Regulatory regions not included Although regulatory regions are important for gene expression, we can suggest that they should not be considered in deciding whether multiple products belong to the same gene. In higher eukaryotes, two transcripts that originate from the same transcription start site (sharing the same promoter and regulatory elements) but do not share any sequence elements in their final products (e.g., because of alternative splicing) would not be products of the same gene. A similar logic would apply to multiple transcripts sharing a common but distant enhancer or insulator. Regulation is simply too complex to be folded into the definition of a gene, and there is obviously many-to-many (rather than one-to-one) relationship between regulatory regions and genes.

Final products, not transcript clusters The final products of a gene disregards intermediate products originating from a genomic region that may happen to overlap e.g., an intronic transcript, shares sequences with an overlapping larger transcript, but this fact is irrelevant when we conclude that the two products share no sequence blocks. This concept can be generalized to other types of discontinuous genes, such as rearranged genes in the immunoglobins gene locus. This implies that the number of genes in the human genome is going to increase when the survey of the human transcriptome is completed.

Gene-associated regions Regulatory and 5` and 3` untranslated regions (UTRs) play an important part in gene expression (in translation, regulation, stability, and/or localization of mRNAs) would not longer be considered part of the gene - in a strict definition of regions encoding the final product. We can create a “special category” for them – gene associated. It can also be applied to untranslated regions that contribute to multiple gene loci, such as the long spliced transcripts observed in the trans-spliced exons.

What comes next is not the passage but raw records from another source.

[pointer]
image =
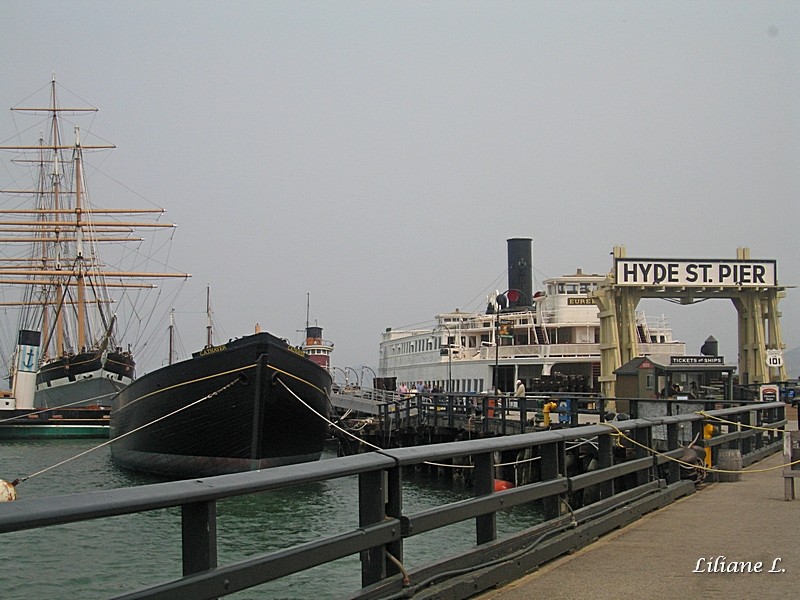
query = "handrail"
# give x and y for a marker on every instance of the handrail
(382, 523)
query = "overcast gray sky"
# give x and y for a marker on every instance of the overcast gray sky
(377, 155)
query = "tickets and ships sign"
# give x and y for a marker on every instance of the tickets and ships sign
(696, 273)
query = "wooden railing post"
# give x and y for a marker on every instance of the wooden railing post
(485, 525)
(199, 536)
(371, 510)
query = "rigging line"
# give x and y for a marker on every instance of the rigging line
(111, 441)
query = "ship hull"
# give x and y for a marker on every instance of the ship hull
(86, 379)
(54, 424)
(225, 410)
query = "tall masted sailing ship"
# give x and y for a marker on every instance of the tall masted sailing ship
(53, 272)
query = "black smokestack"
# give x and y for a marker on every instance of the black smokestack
(520, 272)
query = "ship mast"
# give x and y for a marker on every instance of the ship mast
(65, 273)
(209, 331)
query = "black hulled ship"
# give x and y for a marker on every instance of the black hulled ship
(252, 403)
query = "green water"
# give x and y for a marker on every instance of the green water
(107, 557)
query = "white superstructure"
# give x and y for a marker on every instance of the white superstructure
(549, 342)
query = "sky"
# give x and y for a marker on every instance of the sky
(374, 157)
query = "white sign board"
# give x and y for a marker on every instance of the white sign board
(696, 273)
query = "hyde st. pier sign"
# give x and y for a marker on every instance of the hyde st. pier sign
(695, 273)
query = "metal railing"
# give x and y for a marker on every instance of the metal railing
(630, 479)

CONCLUSION In complex cases - the gene turns out not to correspond to e discrete single genetic locus, as sequences coding for its product(s) may be widely separated in the genome. Because the gene is a set of sequences shared among the products, there is no requirement of connectivity between these sequences. Members of a sequence can be on different strands of a chromosome or even on separate chromosomes. The classical view of a gene as a unit of hereditary information aligned along a chromosome, each coding for one protein, has changed over the past fifty years. What is not changed is that genotype determines phenotype, and at molecular level it means, that DNA sequences determine the sequences of functional molecules. In the simplest case, one DNA sequence codes for one protein or RNA. In most general case, we can have genes consisting of sequence modules that combine in multiple ways to generate products.

CONCLUSION Important aspect – the product (protein or RNA) must be functional for the purpose of assigning them to a particular gene. We probably will not be able to ever know the function of all molecules in the genome. Some of the products are just “noise” i.e., results of evolutionary neutral events that is tolerated by the organism – or there may be a function that is shared by so many other genomic products that identifying function by mutational approaches may be very difficult. If our definition of a gene relies on functional products, finalizing the number of genes in our genome may take a long time. And the last question – what biological function actually is? With this we move the hard question from “what is a gene? To “what is a function”!